How’s that for an attention-getting title? “Baby Assassins” sounds wacky, and to be honest it kinda is. But it’s the seeded eccentricities that makes this gleefully violent and proudly silly Japanese action-comedy click. Much like its title, the very premise of the film borders on absurdity. But this is a very self-aware movie and there’s never a sense it’s taking itself too seriously. In fact, there’s a lightheartedness ingrained both in the story and the storytelling that would normally clash with a tale about two deadly contract killers.
But hats off to writer and director Yugo Sakamoto who makes this teen Odd Couple genre mashup far more entertaining than it might sound. There are several pieces that factor into the film’s success: the two fabulous lead performances and their perky chemistry, the wily script, the genuinely funny laughs, and the bursts of exciting (and sometimes brutal) action. It all gels in this breezy off-beat jaunt that plays much differently than the bulk of hitman/assassin movies we get these days.

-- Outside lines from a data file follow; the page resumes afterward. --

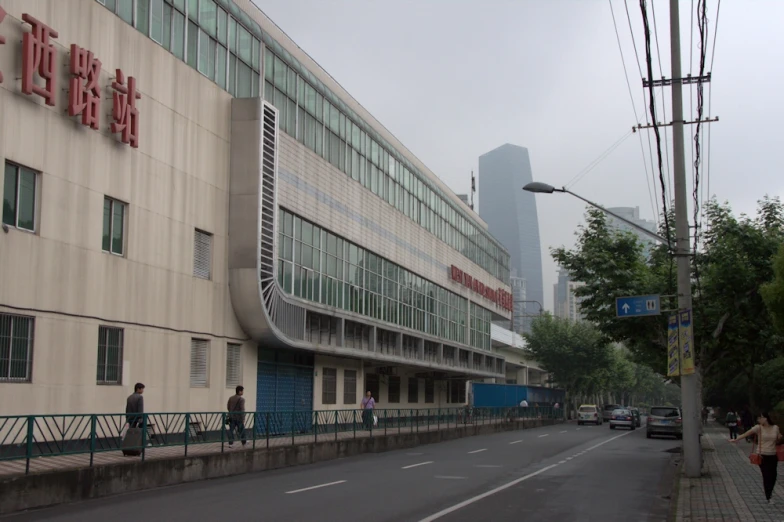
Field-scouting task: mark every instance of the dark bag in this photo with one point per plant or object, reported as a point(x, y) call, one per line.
point(132, 442)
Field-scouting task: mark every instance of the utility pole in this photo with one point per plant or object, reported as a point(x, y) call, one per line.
point(692, 451)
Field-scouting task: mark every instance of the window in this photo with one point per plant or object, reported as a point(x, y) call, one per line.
point(430, 389)
point(110, 345)
point(413, 390)
point(16, 348)
point(113, 226)
point(202, 254)
point(329, 386)
point(233, 365)
point(19, 192)
point(373, 385)
point(349, 386)
point(394, 389)
point(200, 358)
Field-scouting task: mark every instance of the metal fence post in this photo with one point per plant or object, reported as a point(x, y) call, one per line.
point(92, 438)
point(223, 431)
point(144, 436)
point(29, 449)
point(187, 431)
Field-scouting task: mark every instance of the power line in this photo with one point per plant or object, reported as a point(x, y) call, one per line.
point(652, 102)
point(636, 117)
point(664, 105)
point(593, 164)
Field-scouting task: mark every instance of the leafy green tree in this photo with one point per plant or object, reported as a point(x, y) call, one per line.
point(575, 353)
point(773, 292)
point(732, 327)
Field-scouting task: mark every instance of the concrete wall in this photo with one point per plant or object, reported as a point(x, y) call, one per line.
point(174, 182)
point(46, 489)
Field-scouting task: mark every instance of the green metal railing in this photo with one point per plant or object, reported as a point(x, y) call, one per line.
point(28, 437)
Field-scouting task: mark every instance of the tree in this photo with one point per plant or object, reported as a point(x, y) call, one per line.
point(575, 353)
point(732, 327)
point(773, 292)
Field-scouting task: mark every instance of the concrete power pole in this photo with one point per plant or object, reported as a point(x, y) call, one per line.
point(692, 451)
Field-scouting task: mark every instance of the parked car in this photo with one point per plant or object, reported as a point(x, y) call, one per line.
point(589, 413)
point(665, 420)
point(637, 417)
point(607, 411)
point(622, 418)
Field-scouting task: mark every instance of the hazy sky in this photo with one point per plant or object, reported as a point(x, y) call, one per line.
point(453, 79)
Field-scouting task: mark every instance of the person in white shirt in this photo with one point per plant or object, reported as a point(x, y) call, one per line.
point(767, 437)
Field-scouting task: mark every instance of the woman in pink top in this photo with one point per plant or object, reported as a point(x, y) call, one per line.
point(768, 436)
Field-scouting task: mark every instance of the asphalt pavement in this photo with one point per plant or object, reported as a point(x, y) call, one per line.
point(563, 472)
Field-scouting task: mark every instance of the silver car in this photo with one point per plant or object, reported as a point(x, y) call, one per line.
point(622, 418)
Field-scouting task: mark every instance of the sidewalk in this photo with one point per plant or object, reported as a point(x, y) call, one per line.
point(730, 489)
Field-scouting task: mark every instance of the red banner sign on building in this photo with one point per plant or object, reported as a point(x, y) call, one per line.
point(39, 55)
point(84, 94)
point(124, 111)
point(499, 296)
point(2, 38)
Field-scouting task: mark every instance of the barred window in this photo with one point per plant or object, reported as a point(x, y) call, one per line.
point(349, 386)
point(110, 353)
point(329, 386)
point(16, 348)
point(233, 365)
point(394, 389)
point(200, 358)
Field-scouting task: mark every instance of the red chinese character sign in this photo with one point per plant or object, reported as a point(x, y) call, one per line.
point(39, 56)
point(84, 95)
point(2, 38)
point(124, 111)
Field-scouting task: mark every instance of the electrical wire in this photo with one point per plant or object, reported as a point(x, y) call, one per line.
point(593, 164)
point(664, 105)
point(652, 102)
point(637, 119)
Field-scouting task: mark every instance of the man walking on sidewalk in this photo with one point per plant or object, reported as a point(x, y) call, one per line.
point(236, 407)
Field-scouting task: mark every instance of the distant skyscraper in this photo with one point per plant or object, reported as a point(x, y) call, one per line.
point(633, 215)
point(565, 303)
point(510, 212)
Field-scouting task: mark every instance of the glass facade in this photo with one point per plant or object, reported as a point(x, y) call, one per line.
point(319, 266)
point(204, 35)
point(319, 125)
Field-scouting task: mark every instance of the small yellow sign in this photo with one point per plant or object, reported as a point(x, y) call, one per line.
point(673, 347)
point(687, 343)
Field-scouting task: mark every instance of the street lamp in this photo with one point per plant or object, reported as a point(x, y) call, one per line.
point(543, 188)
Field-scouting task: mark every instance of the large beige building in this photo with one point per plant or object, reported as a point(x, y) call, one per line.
point(258, 227)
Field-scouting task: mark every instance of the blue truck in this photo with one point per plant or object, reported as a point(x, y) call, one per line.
point(488, 395)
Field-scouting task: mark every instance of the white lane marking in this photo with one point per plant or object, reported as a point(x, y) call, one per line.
point(417, 465)
point(316, 487)
point(452, 509)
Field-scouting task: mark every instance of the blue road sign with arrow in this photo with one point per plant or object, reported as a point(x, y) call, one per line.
point(637, 306)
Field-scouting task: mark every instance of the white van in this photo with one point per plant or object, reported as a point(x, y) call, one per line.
point(589, 413)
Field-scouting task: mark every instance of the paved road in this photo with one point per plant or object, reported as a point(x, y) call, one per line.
point(564, 473)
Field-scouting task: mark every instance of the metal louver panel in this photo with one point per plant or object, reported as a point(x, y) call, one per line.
point(288, 317)
point(202, 254)
point(199, 363)
point(233, 365)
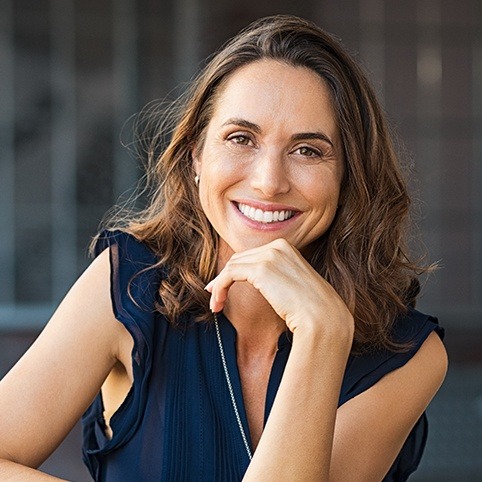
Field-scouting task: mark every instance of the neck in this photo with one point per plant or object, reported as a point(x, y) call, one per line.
point(257, 325)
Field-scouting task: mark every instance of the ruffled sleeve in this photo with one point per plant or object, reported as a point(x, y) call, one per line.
point(365, 370)
point(134, 290)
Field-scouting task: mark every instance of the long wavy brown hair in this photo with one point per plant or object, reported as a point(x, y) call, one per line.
point(363, 254)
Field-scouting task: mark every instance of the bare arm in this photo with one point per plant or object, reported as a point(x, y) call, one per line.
point(47, 391)
point(306, 437)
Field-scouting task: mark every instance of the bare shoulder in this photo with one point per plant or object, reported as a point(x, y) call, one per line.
point(371, 428)
point(50, 387)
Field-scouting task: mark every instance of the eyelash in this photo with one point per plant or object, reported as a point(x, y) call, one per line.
point(236, 137)
point(313, 152)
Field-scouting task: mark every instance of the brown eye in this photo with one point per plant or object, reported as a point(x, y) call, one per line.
point(308, 152)
point(241, 140)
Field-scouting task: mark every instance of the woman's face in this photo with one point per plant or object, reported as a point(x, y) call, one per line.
point(271, 164)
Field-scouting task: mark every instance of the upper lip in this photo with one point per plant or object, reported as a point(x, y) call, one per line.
point(266, 206)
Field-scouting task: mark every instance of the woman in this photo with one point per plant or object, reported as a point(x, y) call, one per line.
point(256, 321)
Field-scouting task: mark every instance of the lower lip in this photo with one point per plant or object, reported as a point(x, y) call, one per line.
point(274, 226)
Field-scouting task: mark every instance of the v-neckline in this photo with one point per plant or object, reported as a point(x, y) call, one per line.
point(229, 338)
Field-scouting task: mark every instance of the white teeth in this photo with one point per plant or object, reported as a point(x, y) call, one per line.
point(264, 216)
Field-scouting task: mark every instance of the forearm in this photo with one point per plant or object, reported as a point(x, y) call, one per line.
point(11, 471)
point(298, 437)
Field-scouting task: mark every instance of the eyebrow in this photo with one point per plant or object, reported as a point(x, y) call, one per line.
point(302, 136)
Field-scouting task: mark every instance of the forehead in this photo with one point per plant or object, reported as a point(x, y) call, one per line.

Chisato (Akari Takaishi) and Mahiro (Saori Izawa) are high-schoolers who are all prepped to graduate. They’re also employed and they happen to be really good at their “main job”. As the title gives away, the two are highly trained assassins who work for a tightly managed secret outfit ran by a mystery man named Mr. Tasaka. As part of company policy, once out of school the two are required to move in together and get part-time jobs. It’s all to provide cover for their true vocation.

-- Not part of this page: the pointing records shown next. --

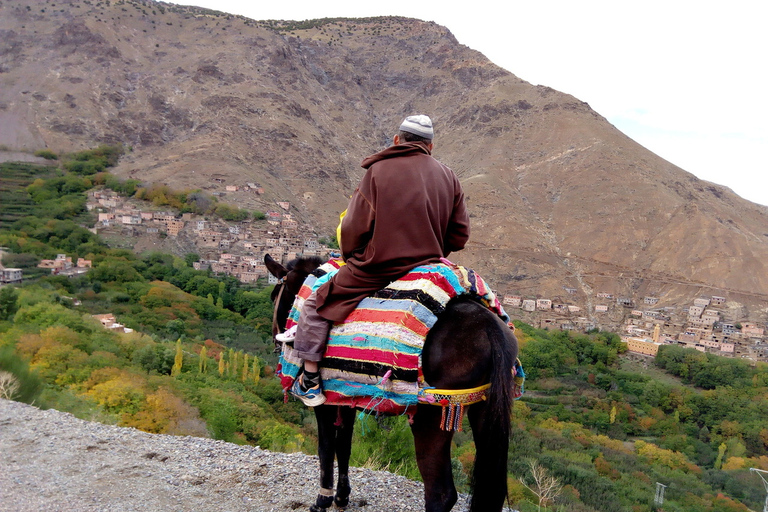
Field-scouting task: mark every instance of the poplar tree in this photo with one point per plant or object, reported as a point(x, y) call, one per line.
point(245, 367)
point(176, 370)
point(256, 370)
point(203, 359)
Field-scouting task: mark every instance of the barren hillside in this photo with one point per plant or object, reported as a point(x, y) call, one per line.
point(558, 196)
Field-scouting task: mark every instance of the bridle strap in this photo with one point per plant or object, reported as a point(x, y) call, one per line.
point(275, 325)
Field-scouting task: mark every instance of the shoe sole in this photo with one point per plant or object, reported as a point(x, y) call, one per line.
point(312, 402)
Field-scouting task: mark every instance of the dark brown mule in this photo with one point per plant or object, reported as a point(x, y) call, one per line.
point(469, 346)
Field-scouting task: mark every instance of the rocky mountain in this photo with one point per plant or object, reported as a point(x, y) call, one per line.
point(559, 197)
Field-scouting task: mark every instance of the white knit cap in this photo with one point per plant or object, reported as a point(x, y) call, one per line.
point(420, 125)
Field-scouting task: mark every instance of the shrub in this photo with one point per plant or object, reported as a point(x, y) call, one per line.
point(28, 384)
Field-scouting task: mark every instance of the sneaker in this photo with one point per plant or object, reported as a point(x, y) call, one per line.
point(311, 397)
point(288, 335)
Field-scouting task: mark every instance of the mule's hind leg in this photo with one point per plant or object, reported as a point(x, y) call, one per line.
point(334, 434)
point(326, 452)
point(433, 455)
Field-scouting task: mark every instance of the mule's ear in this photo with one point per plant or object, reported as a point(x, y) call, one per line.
point(275, 268)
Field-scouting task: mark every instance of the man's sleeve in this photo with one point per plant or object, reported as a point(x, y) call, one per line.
point(357, 225)
point(457, 234)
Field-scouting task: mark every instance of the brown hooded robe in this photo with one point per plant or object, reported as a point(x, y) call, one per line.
point(407, 211)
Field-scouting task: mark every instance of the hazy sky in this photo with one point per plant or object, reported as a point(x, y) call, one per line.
point(686, 79)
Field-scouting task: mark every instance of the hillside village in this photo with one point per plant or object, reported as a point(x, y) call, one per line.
point(703, 325)
point(231, 248)
point(237, 249)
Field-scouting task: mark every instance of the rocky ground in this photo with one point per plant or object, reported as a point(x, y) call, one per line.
point(52, 461)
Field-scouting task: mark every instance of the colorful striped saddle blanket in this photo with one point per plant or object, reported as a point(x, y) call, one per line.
point(373, 358)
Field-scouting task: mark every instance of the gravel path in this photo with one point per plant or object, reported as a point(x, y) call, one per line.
point(51, 461)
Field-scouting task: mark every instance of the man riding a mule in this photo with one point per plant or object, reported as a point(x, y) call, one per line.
point(407, 211)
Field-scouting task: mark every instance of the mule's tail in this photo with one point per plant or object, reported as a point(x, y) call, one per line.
point(492, 426)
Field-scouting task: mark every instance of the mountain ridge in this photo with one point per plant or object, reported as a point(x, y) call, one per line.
point(202, 95)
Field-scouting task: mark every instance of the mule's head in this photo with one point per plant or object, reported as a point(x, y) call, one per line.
point(290, 278)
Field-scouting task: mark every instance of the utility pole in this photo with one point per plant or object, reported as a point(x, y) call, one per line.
point(763, 475)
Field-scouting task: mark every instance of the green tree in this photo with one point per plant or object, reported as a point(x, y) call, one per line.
point(177, 362)
point(8, 302)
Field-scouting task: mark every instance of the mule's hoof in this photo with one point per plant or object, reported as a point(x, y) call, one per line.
point(321, 504)
point(341, 502)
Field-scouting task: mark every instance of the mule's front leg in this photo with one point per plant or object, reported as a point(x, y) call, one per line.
point(326, 452)
point(345, 425)
point(433, 455)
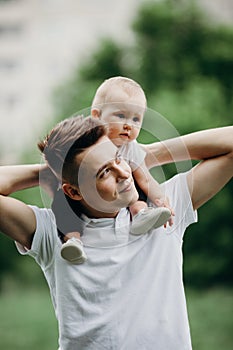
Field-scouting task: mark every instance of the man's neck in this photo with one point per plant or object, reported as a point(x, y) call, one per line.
point(96, 214)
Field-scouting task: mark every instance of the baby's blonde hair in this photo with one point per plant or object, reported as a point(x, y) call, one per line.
point(105, 92)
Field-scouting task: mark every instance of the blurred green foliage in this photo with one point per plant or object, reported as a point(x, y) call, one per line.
point(184, 63)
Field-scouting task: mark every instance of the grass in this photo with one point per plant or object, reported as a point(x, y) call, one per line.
point(27, 320)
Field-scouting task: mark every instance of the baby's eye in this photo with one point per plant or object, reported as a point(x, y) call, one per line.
point(118, 158)
point(120, 116)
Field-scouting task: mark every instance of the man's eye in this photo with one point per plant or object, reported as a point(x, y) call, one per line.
point(136, 120)
point(104, 173)
point(120, 116)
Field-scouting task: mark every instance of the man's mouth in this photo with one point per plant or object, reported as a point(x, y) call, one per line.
point(125, 135)
point(127, 188)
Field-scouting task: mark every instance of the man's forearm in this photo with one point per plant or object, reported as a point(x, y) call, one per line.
point(17, 177)
point(200, 145)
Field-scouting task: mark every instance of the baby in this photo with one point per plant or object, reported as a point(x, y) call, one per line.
point(121, 103)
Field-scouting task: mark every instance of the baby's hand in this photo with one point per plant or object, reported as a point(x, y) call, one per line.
point(164, 202)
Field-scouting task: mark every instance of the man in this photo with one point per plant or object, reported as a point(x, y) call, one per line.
point(129, 293)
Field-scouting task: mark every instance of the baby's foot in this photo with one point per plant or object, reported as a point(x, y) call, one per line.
point(73, 251)
point(149, 218)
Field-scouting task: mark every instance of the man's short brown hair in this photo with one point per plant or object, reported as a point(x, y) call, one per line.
point(66, 140)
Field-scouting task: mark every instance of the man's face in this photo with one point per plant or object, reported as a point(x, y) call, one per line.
point(124, 117)
point(105, 181)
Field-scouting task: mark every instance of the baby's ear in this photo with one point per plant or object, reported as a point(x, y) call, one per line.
point(96, 113)
point(71, 191)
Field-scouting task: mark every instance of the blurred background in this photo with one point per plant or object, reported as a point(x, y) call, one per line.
point(53, 55)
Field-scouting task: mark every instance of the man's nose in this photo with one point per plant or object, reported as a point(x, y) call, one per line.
point(121, 173)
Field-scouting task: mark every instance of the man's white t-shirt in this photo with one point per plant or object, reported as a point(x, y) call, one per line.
point(129, 294)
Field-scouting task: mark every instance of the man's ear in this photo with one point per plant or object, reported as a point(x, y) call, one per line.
point(96, 113)
point(72, 191)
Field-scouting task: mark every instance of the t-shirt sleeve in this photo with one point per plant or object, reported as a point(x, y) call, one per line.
point(177, 191)
point(45, 238)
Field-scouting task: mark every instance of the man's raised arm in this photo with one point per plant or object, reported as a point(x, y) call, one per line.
point(214, 149)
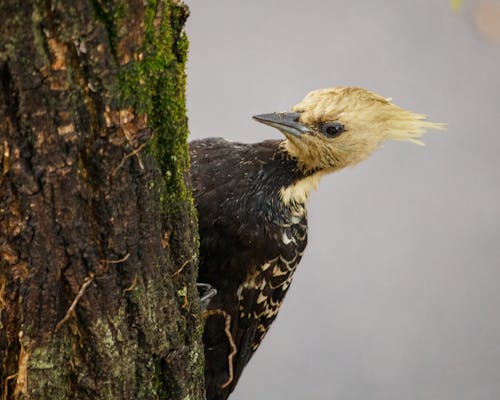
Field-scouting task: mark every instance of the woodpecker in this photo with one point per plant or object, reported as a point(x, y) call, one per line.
point(251, 203)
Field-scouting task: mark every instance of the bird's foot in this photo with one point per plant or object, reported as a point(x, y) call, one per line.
point(207, 292)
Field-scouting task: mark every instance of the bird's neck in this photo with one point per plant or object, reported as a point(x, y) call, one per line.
point(293, 183)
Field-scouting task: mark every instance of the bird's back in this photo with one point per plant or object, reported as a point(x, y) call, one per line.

And this is where the humor really kicks in. Neither Chisato or Mahiro are good at keeping jobs, and much of the fun is watching them try and fail miserably to fit into the everyday work force. It’s not for lack of effort. They are just awkwardly out of their element and easily frustrated. It leads to several fun scenes featuring botched interviews, some rather violent daydreaming on the job, and some amusing clashes with bosses.
Then there is their relationship. Your enjoyment of “Baby Assassins” may hinge on how much you like hanging out with the two lead characters considering their quirky friendship is the centerpiece of the film. A few hiccups aside, when it comes to killing, Chisato and Mahiro work together like a (fairly) well-oiled machine. But when it comes to personality, they couldn’t be more different. Chisato is the jaunty gregarious type who loves talking almost as much as her machine gun. Mahiro is detached and socially awkward; a soft-spoken sociopath who would rather mutter to herself that speak to anyone else. Polar opposites but a sparkling pair in large part thanks to the effortlessly organic chemistry between Takaishi and Izawa.

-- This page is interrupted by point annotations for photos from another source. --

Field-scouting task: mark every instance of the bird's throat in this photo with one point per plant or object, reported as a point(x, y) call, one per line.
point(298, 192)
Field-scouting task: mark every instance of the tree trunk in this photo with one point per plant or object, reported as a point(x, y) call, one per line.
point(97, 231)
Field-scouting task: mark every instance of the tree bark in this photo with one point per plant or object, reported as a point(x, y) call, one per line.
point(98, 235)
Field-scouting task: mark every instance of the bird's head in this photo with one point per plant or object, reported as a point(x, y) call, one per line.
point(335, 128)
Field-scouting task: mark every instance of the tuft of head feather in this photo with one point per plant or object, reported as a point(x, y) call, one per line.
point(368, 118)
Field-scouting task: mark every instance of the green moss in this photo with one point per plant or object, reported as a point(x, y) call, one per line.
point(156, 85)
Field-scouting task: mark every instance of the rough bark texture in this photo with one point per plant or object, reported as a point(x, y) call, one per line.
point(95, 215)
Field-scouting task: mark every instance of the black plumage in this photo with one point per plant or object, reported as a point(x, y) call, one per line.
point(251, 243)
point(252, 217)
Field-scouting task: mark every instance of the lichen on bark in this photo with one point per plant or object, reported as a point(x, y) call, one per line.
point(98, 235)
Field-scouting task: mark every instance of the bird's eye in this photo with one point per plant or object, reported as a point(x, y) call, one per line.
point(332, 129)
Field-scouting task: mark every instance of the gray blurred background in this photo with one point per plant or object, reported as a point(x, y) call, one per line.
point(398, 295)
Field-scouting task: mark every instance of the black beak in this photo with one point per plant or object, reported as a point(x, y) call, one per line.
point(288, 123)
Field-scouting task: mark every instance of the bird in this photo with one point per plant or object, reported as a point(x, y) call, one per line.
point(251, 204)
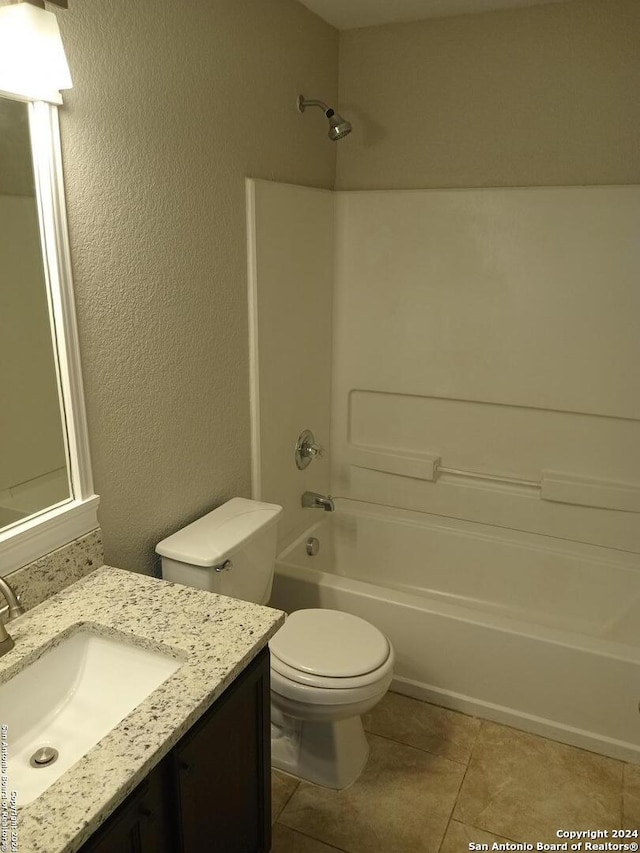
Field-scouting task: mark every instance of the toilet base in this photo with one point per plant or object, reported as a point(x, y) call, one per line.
point(332, 754)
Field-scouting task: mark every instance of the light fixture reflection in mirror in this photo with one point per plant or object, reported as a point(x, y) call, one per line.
point(33, 453)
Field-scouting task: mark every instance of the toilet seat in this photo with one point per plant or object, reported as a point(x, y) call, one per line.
point(330, 649)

And of course there’s the action which isn’t as plentiful as you might think, but it comes in furious (and exhilarating) bursts. They’re wonderfully arranged by veteran fight choreographer Kensuke Sonomura and culminate in a rousing climax after the girls get sideways with a Yakuza boss (Yasukaze Motomiya) and his two psychotic kids (Akitani Mone and Satoshi Uekiya). While both leads are incredibly proficient in the action scenes, it’s Izawa whose stuntwoman background comes out in a jaw-dropping and brilliantly shot one-on-one fight sequence near the end.
So as you can tell, “Baby Assassins” has plenty of pieces that could easily be at odds with each other. But Sakamoto’s savvy direction and whip-smart script pulls everything together in a way that obliterated my expectations. While it may be a bit rough around the edges and its budget restraints occasionally show, the movie is still bursting with personality and energy. Those who are more action-minded may be taken back by the playful tone and casual pacing. But fear not, the final 15 minutes doles out just the kind of satisfying action-fueled payoff we’ve been anticipating.